Taken together, thalamic DBS represents a promising neurotherapeutic for children with DRE who are not candidates for surgical resection. In particular, ANT-DBS is well-suited to the management of focal onset and secondary generalized seizures and CM-DBS for LGS and potentially generalized epilepsies. Although level I evidence now exists supporting thalamic DBS in adults, pediatric data remain limited. Therefore, while we remain optimistic about this emerging neurotherapeutic for DRE, more high-quality controlled clinical studies examining the safety and efficacy of these interventions in children are warranted.

Responsive neurostimulation

RNS is a neuromodulation modality approved by the FDA in 2014 for the treatment of DRE in adults ( Table 17.1 ) . While VNS and DBS systems deliver open-loop (continuous) stimulation; RNS instead distinguishes itself through the ability to provide closed-loop adaptive neurostimulation .

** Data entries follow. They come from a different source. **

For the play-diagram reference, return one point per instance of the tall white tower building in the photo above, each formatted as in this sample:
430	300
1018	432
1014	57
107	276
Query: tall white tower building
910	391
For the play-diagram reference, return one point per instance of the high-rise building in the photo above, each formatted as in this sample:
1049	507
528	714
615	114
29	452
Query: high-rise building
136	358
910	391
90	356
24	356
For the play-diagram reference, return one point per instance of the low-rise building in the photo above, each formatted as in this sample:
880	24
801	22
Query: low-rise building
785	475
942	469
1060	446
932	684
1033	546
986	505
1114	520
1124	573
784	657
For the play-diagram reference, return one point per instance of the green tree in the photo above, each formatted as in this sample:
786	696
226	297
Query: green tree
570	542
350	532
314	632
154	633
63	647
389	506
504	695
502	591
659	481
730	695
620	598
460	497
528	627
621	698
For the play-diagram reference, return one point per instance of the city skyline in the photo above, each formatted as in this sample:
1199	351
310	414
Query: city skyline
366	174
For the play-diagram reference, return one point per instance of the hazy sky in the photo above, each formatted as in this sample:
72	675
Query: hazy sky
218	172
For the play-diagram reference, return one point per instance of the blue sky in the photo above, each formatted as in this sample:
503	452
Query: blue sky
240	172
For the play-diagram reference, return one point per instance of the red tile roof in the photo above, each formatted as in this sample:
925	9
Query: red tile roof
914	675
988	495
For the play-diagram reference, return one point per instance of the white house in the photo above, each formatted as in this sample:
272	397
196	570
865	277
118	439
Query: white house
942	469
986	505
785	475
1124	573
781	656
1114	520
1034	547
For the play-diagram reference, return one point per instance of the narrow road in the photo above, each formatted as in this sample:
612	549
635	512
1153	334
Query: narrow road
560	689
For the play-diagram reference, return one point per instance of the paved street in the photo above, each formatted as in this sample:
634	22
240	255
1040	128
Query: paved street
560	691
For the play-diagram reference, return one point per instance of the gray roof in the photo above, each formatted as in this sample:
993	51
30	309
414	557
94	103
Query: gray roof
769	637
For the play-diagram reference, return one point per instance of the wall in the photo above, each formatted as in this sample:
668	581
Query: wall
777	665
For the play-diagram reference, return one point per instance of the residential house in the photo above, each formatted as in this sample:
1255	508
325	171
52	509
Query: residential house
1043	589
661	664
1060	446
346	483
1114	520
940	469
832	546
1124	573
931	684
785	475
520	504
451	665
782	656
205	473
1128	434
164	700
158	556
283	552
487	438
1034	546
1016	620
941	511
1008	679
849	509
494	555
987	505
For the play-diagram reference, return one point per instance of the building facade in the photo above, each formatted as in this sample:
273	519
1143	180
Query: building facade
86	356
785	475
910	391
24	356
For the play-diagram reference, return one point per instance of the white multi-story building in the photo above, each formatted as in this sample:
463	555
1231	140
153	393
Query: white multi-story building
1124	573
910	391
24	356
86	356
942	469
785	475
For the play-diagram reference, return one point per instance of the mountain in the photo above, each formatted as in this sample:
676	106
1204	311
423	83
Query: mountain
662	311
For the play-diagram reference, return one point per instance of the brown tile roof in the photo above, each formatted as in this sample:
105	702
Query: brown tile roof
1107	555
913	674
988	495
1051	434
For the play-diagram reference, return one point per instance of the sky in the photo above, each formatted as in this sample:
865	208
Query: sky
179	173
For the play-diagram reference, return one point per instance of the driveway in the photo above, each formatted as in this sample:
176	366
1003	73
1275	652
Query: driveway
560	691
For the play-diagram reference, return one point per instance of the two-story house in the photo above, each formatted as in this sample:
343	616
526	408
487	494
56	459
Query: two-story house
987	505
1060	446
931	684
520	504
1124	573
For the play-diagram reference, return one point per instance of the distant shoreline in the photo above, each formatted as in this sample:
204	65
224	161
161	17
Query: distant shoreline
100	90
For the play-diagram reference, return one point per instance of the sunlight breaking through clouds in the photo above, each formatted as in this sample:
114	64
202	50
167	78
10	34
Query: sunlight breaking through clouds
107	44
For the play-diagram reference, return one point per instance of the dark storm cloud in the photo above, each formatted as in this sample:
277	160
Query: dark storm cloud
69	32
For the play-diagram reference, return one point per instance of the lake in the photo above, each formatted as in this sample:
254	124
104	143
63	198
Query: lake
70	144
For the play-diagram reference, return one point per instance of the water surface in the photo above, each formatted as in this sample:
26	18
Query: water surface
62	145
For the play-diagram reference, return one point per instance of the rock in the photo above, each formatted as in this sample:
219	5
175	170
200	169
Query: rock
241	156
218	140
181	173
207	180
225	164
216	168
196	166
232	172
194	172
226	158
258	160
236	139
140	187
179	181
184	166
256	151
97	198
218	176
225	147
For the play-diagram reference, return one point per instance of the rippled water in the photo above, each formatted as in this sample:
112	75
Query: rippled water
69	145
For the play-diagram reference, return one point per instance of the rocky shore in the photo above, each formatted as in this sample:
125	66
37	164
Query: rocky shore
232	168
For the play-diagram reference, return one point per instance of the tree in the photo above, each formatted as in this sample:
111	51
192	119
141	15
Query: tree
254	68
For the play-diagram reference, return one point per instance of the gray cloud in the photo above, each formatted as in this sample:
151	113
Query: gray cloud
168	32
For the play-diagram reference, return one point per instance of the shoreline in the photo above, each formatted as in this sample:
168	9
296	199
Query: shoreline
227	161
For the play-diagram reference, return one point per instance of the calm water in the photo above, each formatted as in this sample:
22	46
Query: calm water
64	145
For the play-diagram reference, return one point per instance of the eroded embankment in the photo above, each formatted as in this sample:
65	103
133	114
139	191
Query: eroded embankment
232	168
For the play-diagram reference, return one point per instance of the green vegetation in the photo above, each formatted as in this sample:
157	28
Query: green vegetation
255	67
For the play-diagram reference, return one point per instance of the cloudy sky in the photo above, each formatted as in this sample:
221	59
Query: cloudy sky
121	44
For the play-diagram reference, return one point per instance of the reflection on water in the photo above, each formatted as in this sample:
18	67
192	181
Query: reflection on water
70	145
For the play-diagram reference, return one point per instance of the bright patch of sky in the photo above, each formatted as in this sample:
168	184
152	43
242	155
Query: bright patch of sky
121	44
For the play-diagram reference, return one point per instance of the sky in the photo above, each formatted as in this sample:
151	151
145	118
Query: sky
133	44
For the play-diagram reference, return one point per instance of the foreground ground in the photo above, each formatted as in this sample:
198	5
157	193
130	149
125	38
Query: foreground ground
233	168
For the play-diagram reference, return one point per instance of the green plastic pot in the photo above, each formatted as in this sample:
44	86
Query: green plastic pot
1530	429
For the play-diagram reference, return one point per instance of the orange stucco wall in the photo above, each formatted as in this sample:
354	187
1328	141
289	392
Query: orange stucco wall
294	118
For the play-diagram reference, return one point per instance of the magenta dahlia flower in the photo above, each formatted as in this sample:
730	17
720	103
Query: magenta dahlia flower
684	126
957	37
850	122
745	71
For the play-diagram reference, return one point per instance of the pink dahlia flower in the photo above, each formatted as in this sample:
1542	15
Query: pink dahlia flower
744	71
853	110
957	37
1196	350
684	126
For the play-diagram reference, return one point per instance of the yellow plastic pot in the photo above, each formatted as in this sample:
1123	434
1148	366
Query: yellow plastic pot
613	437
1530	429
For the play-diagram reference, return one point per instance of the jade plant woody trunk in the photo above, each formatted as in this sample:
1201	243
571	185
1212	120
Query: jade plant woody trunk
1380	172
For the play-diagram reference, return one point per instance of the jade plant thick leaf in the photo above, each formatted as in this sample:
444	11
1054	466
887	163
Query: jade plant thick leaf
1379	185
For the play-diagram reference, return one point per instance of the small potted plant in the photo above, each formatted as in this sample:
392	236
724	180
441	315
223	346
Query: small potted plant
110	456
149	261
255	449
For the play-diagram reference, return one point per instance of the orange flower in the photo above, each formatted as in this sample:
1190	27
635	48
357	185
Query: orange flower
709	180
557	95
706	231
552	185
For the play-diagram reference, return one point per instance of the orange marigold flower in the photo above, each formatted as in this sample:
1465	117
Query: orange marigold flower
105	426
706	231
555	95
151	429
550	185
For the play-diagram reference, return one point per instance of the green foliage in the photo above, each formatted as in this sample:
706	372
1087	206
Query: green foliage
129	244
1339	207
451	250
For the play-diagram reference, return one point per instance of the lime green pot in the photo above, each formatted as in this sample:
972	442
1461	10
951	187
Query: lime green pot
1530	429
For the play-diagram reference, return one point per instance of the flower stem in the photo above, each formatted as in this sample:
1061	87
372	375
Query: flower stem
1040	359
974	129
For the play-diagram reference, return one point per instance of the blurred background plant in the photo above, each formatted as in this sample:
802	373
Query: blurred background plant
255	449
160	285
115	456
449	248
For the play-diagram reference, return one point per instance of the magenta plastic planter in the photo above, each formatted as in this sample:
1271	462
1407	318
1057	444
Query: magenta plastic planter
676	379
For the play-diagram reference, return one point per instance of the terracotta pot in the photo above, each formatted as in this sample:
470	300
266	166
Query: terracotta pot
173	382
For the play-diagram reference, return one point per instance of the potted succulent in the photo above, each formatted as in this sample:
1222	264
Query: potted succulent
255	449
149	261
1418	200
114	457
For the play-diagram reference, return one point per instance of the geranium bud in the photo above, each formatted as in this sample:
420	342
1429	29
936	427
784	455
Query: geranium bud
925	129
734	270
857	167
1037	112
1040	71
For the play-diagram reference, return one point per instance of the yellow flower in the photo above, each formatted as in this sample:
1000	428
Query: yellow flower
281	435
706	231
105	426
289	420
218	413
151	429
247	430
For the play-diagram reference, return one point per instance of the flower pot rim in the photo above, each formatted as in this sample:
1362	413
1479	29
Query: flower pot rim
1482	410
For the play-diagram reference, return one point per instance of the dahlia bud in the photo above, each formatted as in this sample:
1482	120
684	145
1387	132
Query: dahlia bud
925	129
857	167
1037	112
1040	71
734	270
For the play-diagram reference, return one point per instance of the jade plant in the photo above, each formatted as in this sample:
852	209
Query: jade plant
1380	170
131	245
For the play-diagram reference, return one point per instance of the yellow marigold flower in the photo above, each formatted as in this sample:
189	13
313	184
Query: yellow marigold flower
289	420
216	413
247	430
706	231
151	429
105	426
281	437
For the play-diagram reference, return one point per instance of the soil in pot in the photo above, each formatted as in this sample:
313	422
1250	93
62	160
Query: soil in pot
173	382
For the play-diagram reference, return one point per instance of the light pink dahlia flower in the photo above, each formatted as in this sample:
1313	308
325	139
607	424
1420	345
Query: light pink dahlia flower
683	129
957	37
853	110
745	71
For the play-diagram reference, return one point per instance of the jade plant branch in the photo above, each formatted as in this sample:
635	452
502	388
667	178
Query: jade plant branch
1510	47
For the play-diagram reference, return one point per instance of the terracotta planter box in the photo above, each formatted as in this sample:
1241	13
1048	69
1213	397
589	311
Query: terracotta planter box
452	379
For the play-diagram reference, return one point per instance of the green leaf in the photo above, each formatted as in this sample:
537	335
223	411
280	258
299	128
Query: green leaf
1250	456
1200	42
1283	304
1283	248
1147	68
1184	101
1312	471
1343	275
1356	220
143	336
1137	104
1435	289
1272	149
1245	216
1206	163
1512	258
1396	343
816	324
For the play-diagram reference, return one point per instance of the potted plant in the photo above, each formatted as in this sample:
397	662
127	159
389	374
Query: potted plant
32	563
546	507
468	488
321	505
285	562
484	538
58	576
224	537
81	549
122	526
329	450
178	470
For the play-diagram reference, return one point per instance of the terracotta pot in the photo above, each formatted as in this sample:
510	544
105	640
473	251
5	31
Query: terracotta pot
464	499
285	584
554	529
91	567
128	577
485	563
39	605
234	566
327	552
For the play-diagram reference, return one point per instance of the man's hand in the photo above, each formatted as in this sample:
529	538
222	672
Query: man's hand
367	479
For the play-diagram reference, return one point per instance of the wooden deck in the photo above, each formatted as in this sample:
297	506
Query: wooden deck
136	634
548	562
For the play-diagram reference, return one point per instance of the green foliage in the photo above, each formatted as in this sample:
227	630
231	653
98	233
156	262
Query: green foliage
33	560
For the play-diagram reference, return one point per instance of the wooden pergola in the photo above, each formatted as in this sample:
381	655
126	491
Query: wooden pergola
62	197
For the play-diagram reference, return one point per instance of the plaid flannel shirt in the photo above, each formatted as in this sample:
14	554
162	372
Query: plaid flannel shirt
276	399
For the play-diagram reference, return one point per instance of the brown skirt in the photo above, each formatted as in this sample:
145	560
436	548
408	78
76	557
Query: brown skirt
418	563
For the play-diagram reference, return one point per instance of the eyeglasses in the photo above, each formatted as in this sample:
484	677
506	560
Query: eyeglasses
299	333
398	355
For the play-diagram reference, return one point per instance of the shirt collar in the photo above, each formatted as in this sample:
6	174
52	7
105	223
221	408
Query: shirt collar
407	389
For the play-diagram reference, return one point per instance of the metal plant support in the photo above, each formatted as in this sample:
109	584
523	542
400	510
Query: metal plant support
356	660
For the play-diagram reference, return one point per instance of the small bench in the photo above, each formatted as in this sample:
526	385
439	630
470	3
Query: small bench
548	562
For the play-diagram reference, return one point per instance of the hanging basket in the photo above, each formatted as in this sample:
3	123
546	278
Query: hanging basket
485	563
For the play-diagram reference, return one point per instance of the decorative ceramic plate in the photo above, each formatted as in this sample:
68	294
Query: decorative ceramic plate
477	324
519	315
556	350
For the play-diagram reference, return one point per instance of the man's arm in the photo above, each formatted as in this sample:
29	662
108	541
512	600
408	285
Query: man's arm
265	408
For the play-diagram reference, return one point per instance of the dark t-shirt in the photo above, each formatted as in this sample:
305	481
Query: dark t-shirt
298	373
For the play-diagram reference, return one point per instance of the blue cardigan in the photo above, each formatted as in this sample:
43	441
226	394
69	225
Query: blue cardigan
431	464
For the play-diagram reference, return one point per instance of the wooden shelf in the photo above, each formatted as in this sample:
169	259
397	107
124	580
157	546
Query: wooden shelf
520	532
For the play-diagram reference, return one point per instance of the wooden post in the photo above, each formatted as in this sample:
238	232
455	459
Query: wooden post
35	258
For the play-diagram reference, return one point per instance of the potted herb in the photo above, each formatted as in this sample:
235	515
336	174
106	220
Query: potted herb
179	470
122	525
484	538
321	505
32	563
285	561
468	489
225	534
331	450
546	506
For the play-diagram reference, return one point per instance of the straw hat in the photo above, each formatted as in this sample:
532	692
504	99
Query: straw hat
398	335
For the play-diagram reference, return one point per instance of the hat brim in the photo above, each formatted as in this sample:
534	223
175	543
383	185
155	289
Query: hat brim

The RNS device is implanted cranially with two components. The system can be used either with depth electrodes or cortical strip leads and an IPG . Prior to implantation, intracranial EEG is used to identify up to two seizure foci that the device can record from and stimulate simultaneously . Although, the ongoing NAUTILUS study is also evaluating the efficacy of thalamic RNS in patients older than 12 years .

The implantation procedure begins with thorough presurgical planning to identify the seizure foci . The patient is then brought to the operating room and placed under general anesthesia. The responsive neurostimulator and leads are implanted based on the localized seizure onset zone. Similar to DBS, CT merged with preoperative MRI confirms final trajectory planning, avoiding cortical vessels, sulci, and ventricles ( Fig. 17.2 ).